Selective metrics across calls
#![allow(unused)] fn main() { use big_code_analysis::{Ast, LANG, Metric, MetricsOptions, Source}; let source = b"fn f(x: i32) -> i32 { if x > 0 { 1 } else { -1 } }"; // One parse, two metric subsets. let ast = Ast::parse(Source::new(LANG::Rust, source)) .expect("rust feature enabled"); let loc = ast .metrics(MetricsOptions::default().with_only(&[Metric::Loc])) .expect("walker succeeds"); let cyclomatic = ast .metrics(MetricsOptions::default().with_only(&[Metric::Cyclomatic])) .expect("walker succeeds"); println!("ploc = {}", loc.metrics.loc.ploc()); println!("ccn = {}", cyclomatic.metrics.cyclomatic.cyclomatic_sum()); }
Each metrics call walks the tree once. The savings versus calling
analyze twice come from skipping the parse, which dominates
runtime for everything except the very largest source files.
Custom tree-sitter walk + metrics on the same parse
Ast::as_tree_sitter borrows the underlying tree_sitter::Tree. The
returned reference is valid for the lifetime of the Ast; nodes
obtained from it resolve against Ast::source (see the note on the
C++ preprocessor below for what source returns
under macro expansion).
For realistic AST work — counting node kinds, finding constructs by name, detecting parse errors, building a symbol table — see Walking the AST directly. The example below is a minimal smoke test; the dedicated chapter shows the full pattern (reusable depth-first walker, field-name lookup, error detection).
#![allow(unused)] fn main() { use big_code_analysis::{Ast, LANG, MetricsOptions, Source}; let ast = Ast::parse(Source::new(LANG::Rust, b"fn f() {}")) .expect("rust feature enabled"); // Walk the tree for your own purposes… let root = ast.as_tree_sitter().root_node(); assert_eq!(root.kind(), "source_file"); // …and run the metric walker over the same parse. let space = ast .metrics(MetricsOptions::default()) .expect("walker succeeds"); println!("name = {:?}", space.name); }
Adopting a caller-built tree
If you already build the tree_sitter::Tree yourself (e.g. because
your editor / LSP has its own parser pool),
Ast::from_tree_sitter is the Source-flavored
counterpart of the older metrics_from_tree.
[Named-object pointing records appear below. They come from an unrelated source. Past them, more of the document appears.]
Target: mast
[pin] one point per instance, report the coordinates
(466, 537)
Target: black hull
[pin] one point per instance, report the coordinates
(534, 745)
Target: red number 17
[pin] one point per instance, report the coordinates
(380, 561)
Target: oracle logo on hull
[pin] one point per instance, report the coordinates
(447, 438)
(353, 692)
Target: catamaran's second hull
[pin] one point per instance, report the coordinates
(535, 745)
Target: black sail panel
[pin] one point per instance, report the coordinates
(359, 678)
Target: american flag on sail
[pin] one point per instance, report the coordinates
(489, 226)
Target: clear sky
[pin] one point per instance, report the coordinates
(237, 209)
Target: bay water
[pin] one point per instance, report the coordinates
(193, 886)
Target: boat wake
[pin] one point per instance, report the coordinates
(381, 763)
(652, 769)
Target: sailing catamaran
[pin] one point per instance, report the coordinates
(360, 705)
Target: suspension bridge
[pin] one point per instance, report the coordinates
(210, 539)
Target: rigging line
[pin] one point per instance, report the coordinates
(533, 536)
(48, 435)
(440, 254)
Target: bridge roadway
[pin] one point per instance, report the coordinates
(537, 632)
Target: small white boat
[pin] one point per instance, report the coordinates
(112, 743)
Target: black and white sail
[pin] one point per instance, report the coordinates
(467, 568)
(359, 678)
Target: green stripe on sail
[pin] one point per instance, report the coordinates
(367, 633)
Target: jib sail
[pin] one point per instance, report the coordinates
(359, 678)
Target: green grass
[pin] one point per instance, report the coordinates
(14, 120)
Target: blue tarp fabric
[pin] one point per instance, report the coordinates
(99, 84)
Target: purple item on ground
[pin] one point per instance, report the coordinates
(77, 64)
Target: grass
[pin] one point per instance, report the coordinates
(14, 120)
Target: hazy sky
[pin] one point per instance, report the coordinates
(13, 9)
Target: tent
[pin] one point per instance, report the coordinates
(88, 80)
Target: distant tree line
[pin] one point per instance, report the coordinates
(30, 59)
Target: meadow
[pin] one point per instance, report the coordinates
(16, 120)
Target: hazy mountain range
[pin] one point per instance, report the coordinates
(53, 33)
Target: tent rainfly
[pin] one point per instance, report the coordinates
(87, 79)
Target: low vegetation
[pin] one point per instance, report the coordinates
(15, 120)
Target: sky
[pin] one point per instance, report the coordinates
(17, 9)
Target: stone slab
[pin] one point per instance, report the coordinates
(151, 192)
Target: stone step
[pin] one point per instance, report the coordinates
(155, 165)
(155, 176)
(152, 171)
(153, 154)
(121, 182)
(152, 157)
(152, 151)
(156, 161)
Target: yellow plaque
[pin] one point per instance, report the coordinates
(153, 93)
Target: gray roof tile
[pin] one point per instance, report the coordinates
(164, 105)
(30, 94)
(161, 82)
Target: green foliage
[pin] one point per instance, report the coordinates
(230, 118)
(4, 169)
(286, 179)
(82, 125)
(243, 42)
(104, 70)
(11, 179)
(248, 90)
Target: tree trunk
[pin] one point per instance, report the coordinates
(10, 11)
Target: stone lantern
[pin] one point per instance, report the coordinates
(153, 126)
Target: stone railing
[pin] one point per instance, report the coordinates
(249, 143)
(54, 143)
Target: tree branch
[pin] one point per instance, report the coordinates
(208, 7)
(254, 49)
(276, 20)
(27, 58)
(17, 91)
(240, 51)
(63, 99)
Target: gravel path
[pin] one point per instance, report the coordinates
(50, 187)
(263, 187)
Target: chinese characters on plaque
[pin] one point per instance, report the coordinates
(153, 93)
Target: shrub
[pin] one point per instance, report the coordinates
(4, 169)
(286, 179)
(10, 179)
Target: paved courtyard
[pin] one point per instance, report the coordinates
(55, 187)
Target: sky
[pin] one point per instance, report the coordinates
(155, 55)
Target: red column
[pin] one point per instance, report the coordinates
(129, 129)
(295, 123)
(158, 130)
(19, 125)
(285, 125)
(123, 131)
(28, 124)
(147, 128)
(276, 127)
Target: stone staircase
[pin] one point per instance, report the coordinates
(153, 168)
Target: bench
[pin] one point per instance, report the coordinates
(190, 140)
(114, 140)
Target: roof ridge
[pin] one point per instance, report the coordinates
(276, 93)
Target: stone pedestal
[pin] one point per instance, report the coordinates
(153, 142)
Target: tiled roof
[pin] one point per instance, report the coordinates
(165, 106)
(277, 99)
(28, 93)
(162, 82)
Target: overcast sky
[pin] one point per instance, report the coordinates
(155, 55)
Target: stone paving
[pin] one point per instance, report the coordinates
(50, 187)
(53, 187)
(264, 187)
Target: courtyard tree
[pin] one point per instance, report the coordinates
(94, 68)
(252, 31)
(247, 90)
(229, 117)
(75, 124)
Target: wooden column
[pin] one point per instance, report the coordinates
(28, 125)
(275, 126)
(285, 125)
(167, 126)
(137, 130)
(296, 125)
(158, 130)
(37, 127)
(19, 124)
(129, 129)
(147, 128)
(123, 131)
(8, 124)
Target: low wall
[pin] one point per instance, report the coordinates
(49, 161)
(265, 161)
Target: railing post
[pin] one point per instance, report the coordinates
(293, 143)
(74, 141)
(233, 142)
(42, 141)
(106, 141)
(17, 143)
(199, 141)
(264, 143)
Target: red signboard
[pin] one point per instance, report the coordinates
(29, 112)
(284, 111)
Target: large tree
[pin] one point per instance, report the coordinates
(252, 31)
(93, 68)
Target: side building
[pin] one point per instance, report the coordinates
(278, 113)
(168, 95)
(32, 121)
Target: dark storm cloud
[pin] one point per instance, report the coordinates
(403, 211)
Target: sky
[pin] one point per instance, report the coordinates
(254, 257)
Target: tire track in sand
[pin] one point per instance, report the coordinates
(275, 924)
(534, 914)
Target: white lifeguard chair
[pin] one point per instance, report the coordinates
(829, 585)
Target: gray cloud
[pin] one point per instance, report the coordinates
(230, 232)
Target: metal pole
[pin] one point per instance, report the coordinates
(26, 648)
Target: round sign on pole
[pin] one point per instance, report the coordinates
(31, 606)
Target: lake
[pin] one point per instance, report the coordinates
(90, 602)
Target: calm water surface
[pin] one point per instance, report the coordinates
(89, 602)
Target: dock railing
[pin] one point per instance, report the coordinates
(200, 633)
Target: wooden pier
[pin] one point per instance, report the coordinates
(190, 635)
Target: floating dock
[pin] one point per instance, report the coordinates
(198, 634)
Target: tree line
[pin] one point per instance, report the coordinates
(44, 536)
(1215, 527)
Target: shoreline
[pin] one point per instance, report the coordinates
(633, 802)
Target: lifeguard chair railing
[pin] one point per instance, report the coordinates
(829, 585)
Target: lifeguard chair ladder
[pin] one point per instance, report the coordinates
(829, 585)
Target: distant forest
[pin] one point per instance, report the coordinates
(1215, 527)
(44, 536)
It carries an
explicit name: Option<String> end-to-end instead of deriving one
from a path via lossy UTF-8 conversion.
#![allow(unused)] fn main() { use big_code_analysis::{Ast, LANG, MetricsOptions, tree_sitter}; let source = b"fn f() {}".to_vec(); let mut parser = tree_sitter::Parser::new(); parser .set_language( &LANG::Rust .get_tree_sitter_language() .expect("rust feature enabled"), ) .expect("rust grammar compatible"); let tree = parser .parse(&source, None) .expect("parser has a language set"); let ast = Ast::from_tree_sitter(LANG::Rust, tree, source, None) .expect("rust feature enabled"); let _ = ast.metrics(MetricsOptions::default()).expect("walker succeeds"); }
The tree must have been produced from code with the grammar returned
by LANG::get_tree_sitter_language for lang; a
mismatch is not unsafe, but the metric walker matches on tree-sitter
kind_id values that come from the language's enum, so values from a
different grammar yield nonsensical results.
C++ preprocessor
When Ast::parse is called on a Source carrying preprocessor
inputs (Source::with_preproc_path + Source::with_preproc) and the
language is LANG::Cpp, the macro pre-pass runs before
tree-sitter does — and Ast::source returns the expanded bytes the
parser actually saw, not the original input.
Ast::from_tree_sitter is unaffected: it adopts whatever tree the
caller built. Whatever expansion (or lack thereof) the caller applied
before building the tree is what Ast::source reflects.
Concurrency
Ast is Send + Sync. Running Ast::metrics from multiple threads
against the same &Ast is safe — the walker only reads from the held
tree_sitter::Tree. (Benchmarking parallel metric runs is a separate
follow-up.)
Out of scope
- Incremental reparse via
tree_sitter::InputEdit. Caching a stableAstacross an analysis pipeline is in scope; editing the held tree is not. - Parallel-by-default APIs.
Ast::metricsdoes not internally parallelize across the metric set. Callers that want one thread per subset are free to do so.